Fará Sol? Choverá? Arlequinal!
Mas à chuva dos rosais
o èxtase fará sempre Sol!
Morte à gordura!
Morte às adiposidades cerebrais!
Morte ao burguês-mensal!
ao burguês-cinema! ao burguês-tílburi!
Padaria Suissa! Morte viva ao Adriano!
"–Ai, filha, que te darei pelos teus anos?
–Um colar... –Conto e quinhentos!!!
Mas nós morremos de fome!"
Come! Come-te a ti mesmo, oh gelatina pasma!
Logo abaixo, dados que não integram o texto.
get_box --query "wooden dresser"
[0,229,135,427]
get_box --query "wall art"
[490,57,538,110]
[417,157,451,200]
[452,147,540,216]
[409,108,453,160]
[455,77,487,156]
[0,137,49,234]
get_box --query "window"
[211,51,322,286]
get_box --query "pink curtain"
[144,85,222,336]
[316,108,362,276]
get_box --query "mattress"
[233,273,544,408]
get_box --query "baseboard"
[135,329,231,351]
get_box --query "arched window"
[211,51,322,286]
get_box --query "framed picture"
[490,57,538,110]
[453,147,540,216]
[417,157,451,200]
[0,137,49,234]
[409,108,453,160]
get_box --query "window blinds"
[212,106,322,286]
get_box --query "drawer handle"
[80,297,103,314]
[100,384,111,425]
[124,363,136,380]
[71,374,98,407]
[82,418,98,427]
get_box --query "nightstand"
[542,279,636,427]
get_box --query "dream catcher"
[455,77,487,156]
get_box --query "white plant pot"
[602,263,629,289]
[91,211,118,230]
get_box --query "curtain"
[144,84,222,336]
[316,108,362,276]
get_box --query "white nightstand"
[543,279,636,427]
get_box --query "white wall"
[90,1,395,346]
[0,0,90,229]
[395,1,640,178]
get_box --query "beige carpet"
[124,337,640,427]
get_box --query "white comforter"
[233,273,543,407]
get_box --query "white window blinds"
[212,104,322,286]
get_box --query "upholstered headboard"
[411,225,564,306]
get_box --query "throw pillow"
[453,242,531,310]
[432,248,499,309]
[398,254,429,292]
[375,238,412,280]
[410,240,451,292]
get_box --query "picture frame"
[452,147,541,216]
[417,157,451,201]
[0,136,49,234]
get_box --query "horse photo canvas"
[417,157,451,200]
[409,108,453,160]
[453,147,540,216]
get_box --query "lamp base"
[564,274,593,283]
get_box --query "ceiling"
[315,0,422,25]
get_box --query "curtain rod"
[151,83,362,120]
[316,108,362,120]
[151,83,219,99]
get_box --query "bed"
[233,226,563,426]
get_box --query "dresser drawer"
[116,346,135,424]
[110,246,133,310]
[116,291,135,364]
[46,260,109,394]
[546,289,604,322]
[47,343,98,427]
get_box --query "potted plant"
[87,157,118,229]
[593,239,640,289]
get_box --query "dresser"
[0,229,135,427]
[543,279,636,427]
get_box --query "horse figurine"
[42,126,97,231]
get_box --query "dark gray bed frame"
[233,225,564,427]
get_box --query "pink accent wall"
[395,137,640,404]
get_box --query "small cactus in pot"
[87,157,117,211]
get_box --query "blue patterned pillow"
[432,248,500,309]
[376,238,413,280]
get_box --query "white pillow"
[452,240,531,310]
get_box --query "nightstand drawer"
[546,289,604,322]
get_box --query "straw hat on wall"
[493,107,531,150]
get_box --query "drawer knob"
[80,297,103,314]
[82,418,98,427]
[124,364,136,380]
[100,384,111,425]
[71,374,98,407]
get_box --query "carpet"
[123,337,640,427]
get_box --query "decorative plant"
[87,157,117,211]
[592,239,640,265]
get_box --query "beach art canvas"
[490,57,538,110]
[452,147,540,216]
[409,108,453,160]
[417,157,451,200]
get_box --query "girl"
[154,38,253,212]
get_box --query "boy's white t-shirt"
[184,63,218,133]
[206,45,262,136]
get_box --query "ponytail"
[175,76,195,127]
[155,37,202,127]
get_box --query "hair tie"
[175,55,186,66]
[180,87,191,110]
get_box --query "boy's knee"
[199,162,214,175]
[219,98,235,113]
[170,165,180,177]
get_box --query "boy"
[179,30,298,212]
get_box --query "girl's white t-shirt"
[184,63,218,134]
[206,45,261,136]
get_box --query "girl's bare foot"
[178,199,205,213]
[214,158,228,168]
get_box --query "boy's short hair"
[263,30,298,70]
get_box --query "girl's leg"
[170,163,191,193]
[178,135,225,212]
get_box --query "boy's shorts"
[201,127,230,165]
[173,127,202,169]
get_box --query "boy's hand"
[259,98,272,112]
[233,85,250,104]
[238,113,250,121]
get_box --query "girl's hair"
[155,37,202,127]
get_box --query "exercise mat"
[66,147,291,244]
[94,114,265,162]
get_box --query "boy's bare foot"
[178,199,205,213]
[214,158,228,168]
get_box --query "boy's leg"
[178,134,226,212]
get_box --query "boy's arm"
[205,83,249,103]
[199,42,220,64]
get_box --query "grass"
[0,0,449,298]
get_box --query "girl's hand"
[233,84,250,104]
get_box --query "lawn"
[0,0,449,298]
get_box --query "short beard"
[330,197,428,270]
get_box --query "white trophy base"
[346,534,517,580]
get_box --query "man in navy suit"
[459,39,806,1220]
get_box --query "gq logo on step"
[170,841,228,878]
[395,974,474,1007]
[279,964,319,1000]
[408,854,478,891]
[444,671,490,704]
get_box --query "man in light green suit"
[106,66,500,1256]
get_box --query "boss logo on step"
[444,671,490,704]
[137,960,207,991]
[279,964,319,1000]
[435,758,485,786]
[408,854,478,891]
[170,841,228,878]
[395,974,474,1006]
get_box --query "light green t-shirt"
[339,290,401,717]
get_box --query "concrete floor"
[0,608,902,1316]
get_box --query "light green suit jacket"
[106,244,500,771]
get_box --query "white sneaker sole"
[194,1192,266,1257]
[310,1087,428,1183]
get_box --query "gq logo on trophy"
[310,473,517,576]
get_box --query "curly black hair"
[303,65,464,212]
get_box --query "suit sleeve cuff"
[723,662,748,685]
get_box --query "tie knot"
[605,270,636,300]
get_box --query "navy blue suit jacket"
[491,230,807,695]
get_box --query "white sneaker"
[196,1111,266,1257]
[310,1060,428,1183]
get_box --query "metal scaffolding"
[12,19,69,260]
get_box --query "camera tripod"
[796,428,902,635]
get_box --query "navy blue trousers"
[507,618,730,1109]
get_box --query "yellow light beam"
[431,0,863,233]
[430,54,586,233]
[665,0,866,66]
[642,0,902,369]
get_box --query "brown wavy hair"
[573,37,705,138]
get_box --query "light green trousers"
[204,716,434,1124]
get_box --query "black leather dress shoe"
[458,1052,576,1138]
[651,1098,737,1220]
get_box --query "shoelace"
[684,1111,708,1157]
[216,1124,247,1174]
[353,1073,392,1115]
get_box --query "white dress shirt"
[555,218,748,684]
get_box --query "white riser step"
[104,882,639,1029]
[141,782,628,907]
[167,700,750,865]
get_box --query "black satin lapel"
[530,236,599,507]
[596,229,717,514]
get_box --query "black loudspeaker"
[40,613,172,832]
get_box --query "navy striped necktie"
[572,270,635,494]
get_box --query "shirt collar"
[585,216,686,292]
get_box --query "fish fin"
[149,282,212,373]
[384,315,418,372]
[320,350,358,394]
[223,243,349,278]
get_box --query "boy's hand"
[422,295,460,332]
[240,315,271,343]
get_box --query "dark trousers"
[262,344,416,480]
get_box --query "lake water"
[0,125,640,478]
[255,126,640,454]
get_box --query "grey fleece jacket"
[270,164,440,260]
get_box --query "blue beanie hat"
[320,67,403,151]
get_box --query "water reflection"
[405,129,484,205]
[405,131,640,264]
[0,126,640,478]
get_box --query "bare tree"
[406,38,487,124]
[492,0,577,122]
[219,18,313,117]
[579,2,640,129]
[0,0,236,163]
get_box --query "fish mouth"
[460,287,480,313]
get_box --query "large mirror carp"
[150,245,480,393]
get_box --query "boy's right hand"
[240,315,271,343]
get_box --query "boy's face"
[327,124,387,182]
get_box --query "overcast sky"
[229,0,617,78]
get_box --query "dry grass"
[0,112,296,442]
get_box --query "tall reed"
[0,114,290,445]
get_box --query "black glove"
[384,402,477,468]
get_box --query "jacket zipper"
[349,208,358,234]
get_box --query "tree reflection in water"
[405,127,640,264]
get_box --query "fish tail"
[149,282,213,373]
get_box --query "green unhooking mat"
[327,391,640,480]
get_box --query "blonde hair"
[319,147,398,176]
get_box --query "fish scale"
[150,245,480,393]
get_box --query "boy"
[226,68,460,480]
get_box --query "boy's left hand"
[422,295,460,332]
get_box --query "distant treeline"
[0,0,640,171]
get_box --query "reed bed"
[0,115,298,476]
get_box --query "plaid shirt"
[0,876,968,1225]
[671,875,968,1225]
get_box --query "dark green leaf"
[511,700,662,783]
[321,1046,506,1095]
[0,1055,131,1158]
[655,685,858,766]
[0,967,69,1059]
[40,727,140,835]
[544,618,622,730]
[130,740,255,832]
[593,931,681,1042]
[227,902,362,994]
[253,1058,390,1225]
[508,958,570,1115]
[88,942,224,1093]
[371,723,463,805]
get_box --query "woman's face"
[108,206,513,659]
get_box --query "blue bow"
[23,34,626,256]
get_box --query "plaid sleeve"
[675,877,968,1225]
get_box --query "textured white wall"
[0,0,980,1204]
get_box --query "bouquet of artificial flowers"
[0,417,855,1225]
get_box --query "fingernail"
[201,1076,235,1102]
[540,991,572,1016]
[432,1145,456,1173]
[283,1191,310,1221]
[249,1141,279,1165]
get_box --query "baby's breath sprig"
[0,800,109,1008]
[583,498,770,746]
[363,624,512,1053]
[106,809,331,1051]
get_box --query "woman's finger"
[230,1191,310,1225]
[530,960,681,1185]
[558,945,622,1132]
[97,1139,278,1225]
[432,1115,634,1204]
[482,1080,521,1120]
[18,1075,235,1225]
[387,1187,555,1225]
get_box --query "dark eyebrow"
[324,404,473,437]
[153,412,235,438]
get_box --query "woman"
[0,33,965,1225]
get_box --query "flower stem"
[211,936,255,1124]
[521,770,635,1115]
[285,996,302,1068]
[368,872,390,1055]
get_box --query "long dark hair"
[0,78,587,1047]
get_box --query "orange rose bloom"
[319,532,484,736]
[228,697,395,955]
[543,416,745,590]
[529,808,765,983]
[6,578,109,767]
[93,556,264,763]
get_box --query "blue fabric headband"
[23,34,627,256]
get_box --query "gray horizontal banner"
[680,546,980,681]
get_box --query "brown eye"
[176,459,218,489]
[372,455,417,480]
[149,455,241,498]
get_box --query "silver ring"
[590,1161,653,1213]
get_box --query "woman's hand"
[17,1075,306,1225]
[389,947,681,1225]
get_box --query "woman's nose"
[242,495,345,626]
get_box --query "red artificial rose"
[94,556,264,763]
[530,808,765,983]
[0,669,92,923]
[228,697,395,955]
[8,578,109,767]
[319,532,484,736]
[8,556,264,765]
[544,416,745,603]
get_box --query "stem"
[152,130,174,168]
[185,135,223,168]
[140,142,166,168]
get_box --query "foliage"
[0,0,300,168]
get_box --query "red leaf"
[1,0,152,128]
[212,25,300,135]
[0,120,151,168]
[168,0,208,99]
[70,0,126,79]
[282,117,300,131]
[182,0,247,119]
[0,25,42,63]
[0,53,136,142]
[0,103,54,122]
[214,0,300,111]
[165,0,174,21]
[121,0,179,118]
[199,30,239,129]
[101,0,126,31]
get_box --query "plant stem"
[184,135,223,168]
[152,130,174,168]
Oh! purée de batatas morais!
Oh! cabelos nas ventas! oh! carecas!
Ódio aos temperamentos regulares!
Ódio aos relógios musculares! Morte à infâmia!
Ódio à soma! Ódio aos secos e molhados!
Ódio aos sem desfalecimentos nem arrependimentos,
sempiternamente as mesmices convencionais!
De mãos nas costas! Marco eu o compasso! Eia!
Dois a dois! Primeira posição! Marcha!
Todos para a Central do meu rancor inebriante
Ódio e insulto! Ódio e raiva! Ódio e mais ódio!
Morte ao burguês de giolhos,
cheirando religião e que não crê em Deus!
Ódio vermelho! Ódio fecundo! Ódio cíclico!
Ódio fundamento, sem perdão!
Fora! Fu! Fora o bom burgês!.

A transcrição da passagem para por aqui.